The Ellis Peters Historical Crime Fiction was deservedly won by Icelight, the third book in the ever improving Peter Cotton series by Aly Monroe. This evocative novel inspired a late in the year spy fiction reading and viewing bonanza in which I watched Tinker Tailor Soldier Spy in the Gary Oldman version. Old timers like me will always hark back to the BBC TV Alec Guinness portrayal of George Smiley, but I really enjoyed this movie version. I finished off the year reading the brilliant novel Spies of the Balkans** by Alan Furst, and the slightly too long The Nearest Exit by Olen Steinhauer, which introduced me to the “old fat woman” Erika Schwartz of the BND [German foreign intelligence service]. Erika enjoys a daily bottle of Rheinland Riesling and a Snickers bar, and became one of my favourite characters of the year.

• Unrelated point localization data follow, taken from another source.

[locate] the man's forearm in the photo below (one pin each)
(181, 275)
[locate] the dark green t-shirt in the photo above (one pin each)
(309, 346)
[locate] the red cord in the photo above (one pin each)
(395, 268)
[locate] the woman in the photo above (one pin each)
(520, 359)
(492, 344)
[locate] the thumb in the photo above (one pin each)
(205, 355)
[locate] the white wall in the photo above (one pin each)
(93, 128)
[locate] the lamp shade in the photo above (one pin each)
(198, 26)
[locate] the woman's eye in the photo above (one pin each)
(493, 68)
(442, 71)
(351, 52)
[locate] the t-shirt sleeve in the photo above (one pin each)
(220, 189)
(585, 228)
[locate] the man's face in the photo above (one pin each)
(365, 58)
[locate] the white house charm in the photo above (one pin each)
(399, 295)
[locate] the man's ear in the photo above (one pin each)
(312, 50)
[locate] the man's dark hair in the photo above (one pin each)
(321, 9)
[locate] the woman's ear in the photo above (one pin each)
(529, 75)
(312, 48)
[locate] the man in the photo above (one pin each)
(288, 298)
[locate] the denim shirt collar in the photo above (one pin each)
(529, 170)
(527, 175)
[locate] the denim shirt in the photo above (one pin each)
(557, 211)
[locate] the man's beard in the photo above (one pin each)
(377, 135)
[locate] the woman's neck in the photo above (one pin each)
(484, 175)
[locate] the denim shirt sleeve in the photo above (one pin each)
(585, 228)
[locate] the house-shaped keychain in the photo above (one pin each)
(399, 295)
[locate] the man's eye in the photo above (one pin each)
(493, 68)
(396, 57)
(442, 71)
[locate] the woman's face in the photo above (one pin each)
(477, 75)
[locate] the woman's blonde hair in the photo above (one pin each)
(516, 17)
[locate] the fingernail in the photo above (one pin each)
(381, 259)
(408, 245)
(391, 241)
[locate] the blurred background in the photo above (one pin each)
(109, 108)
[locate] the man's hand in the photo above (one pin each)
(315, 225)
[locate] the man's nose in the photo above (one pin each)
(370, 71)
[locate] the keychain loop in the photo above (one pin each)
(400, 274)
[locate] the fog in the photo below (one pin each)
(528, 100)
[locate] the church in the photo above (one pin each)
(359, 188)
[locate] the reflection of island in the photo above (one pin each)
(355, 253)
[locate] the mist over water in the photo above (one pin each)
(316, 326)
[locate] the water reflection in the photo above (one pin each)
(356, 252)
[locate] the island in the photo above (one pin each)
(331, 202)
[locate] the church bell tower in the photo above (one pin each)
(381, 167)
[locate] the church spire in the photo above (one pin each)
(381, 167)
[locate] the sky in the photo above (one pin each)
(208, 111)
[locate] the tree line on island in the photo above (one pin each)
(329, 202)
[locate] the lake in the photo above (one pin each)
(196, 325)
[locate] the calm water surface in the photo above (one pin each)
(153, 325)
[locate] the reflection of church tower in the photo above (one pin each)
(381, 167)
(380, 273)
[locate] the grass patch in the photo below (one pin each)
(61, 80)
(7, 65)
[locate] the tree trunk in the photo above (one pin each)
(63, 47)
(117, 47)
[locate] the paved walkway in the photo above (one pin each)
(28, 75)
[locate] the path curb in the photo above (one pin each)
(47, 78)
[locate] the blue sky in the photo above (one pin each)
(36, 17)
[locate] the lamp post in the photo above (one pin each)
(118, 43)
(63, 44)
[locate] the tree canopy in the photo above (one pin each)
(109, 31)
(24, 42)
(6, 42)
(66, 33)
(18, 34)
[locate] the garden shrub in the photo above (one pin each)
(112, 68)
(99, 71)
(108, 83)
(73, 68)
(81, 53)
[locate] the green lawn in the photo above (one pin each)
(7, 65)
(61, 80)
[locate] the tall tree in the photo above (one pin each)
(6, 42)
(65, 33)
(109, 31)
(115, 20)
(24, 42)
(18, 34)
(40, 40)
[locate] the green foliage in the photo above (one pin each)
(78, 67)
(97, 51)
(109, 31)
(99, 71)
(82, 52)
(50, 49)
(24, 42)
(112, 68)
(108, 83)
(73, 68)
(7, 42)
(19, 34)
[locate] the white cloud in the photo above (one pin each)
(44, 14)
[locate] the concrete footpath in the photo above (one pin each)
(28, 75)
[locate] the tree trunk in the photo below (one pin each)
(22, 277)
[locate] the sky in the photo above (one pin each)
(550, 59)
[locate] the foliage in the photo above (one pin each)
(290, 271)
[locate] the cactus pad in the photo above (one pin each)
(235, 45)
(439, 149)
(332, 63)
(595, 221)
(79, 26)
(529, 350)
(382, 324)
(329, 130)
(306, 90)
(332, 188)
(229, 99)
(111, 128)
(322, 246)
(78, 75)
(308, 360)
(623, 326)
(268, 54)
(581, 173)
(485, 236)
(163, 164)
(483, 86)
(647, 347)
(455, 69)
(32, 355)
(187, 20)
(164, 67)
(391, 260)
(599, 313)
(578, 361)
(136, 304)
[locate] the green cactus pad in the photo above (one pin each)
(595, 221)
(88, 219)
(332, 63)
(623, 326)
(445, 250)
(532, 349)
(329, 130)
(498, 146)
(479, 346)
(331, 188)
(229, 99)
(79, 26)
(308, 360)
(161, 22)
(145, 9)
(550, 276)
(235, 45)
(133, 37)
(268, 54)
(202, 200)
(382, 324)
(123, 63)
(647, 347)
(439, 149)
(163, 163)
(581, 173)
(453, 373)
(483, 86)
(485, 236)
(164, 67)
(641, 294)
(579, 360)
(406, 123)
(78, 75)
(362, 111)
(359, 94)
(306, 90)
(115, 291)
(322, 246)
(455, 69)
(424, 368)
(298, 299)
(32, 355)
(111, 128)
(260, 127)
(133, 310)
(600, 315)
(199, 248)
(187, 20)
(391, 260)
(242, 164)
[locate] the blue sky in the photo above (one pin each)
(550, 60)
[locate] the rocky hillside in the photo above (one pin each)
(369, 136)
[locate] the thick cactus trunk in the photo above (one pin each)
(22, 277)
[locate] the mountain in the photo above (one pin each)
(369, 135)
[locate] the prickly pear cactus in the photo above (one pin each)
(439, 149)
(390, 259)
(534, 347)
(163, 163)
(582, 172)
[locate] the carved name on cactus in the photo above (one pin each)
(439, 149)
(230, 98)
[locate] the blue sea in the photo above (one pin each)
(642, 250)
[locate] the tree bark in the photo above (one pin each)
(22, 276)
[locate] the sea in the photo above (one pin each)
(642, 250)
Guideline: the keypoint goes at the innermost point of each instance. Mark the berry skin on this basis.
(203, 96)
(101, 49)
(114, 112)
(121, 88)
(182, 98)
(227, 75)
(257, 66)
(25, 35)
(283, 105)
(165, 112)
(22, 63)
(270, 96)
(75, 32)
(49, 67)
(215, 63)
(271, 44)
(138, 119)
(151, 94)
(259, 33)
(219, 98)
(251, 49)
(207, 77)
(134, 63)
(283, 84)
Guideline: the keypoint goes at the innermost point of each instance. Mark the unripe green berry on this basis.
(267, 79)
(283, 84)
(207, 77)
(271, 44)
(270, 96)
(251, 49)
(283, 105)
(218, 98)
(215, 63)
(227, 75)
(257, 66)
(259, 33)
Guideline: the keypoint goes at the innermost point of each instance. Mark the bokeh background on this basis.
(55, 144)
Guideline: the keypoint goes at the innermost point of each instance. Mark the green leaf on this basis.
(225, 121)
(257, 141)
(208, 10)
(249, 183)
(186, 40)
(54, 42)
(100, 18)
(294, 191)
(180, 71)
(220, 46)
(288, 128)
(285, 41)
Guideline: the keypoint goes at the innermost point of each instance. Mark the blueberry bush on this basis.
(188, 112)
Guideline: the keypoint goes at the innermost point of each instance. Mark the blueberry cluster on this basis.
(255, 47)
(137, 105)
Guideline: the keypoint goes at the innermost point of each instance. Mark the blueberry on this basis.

Yesterday I finished reading Alibi by Joseph Kanon which has a short but tempting opening line- “After the war, my mother took a house in Venice.” Both The Nearest Exit and Alibi won the Hammett Prize from the International Association of Crime Writers North American Branch.
I hope to find time in the New Year to review Spies of the Balkans as I particularly enjoyed the twists and turns, and a plot that almost made you forget real life doesn’t always have happy endings. In January my reading plans include Leighton Gage’s Perfect Hatred, the sixth Mario Silva thriller set in Brazil, Pierced by Thomas Enger, and Spies of Warsaw by Alan Furst.
Happy New Year, and pleasant reading to everyone.